Türk described Abd el-Fattah as one of a number of people in Egypt who had been “arbitrarily deprived of their liberty”.
“I call on the Egyptian authorities to fulfil their human rights obligations and immediately release all those arbitrarily detained, including those in pre-trial detention, as well as those unfairly convicted,” he said. “No-one should be detained for exercising their basic human rights.”
Abd el-Fattah, a 40-year-old father of one, has been arrested multiple times over the past decade for his human rights activism. He first rose to prominence during Egypt’s 2011 uprising and became an outspoken critic of current president Abdel Fattah al-Sisi after he came to power in 2014.
The activist criticised the regime’s use of military trials for civilians who take part in protests or speak out against the government – a practice which is still allowed to this day. He was sentenced to five years’ imprisonment in 2015 on charges of participating in an unauthorised gathering.
Just months after Abd el-Fattah’s release in March 2019 he was arrested again and held in pre-trial detention for two years before being convicted of “spreading false news” and handed another sentence of five years in prison in December 2021. Human rights groups denounced the charge and branded the trial a sham.
Over 200 days of hunger
Abd el-Fattah began a partial hunger strike in April, with his family saying he was consuming a maximum of 100 calories a day. Last week, with his health already in a fragile situation, he told relatives he would drink only water until Sunday, when he would stop drinking water when Cop27 began.
His detention has become a prominent issue at the climate summit, which his sister Sanaa Seif is attending to campaign for his release. Activists at Cop27 have been posting under the hashtag #FreeAlaa and several speakers have quoted the title of his book – “you have not yet been defeated” – at the end of their addresses.
Seif told a news conference at Cop27 on Monday that she and her relatives were extremely concerned for Abd el-Fattah’s well being after his mother did not receive her usual weekly letter from him during a visit to the prison.
“All we know is that Alaa stopped drinking water 50 hours ago. We don't know where he is. We don't know if he is alive,” Seif said.
“My mother waited outside the prison gates for 10 hours yesterday for her weekly letter. They didn't give her one.

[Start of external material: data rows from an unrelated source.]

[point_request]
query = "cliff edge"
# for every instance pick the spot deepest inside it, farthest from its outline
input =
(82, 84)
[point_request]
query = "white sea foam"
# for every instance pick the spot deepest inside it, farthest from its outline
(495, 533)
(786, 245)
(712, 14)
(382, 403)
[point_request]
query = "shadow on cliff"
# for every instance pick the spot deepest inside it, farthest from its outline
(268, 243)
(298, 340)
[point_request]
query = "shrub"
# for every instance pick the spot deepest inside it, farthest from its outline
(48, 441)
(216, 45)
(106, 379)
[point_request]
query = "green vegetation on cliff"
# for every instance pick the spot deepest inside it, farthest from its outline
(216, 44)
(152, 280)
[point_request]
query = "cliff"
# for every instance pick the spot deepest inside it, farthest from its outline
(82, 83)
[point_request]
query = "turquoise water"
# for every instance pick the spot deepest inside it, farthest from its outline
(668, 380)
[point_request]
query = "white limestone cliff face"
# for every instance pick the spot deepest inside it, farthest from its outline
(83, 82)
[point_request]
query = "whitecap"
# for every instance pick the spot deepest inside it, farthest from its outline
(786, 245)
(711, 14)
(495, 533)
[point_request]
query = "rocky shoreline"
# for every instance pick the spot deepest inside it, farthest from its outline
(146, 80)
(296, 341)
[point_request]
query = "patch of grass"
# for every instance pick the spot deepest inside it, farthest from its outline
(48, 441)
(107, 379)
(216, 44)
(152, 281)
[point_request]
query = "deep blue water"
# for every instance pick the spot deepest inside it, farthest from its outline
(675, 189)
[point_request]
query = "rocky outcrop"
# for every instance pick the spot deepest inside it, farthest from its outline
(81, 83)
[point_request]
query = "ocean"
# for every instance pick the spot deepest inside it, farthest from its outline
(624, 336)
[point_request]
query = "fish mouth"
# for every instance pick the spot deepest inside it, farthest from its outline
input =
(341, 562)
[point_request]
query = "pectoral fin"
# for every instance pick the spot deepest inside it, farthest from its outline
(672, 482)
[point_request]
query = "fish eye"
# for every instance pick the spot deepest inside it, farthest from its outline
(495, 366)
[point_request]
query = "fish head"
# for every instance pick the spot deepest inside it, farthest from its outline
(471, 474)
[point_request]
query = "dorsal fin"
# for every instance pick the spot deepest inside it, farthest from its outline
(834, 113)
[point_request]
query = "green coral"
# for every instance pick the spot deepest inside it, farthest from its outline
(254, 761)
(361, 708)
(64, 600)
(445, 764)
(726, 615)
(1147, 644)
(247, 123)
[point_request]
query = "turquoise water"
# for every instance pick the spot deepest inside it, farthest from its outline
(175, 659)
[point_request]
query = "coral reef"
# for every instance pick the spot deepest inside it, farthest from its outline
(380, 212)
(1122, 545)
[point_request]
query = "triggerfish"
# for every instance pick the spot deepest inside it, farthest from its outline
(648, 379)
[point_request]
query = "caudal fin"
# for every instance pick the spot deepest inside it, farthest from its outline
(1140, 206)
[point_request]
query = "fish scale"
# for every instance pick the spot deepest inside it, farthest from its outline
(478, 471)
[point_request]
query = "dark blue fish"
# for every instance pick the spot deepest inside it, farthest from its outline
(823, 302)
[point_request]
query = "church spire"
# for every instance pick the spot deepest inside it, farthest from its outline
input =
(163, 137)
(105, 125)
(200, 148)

She is back at those gates right now,” she said, adding that she asked the British authorities to provide some proof that Alaa is alive and conscious but did not receive a response.
Seif said she had been extremely worried by recent interviews given by Egypt’s foreign minister Sameh Shoukry, who is chairing the climate conference, and President Sisi.
Asked about Abd el-Fattah’s condition on Monday, Shoukry told CNBC prison authorities would provide him with healthcare. “This is a matter of personal choice, and again it is dealt with within the penal system, within the rules and regulations that govern it,” he said.
Meanwhile, French president Emmanuel Macron said President Sisi had assured him Egypt was “committed to ensuring that [the] health of Alaa Abd el-Fattah is preserved”.
Seif said she was concerned her brother may be being force-fed against his will. “If that is the case, then he has been plunged into a worse nightmare than he was already in,” she said.
“We know that they are happy for him to die,” she added. “The only thing they care about is that it doesn't happen while the world is watching.”
Ravina Shamdasani, the UN high commissioner’s spokesperson, told a press conference in Geneva that Türk had personally spoken with Egyptian authorities to appeal for Abd el-Fattah’s release, most recently on Friday.
Asked whether the UN was concerned he may have already died, given the lack of communication with his relatives in recent days, Shamdasani told reporters: “We are very concerned for his health and there is a lack of transparency, as well around his current condition”.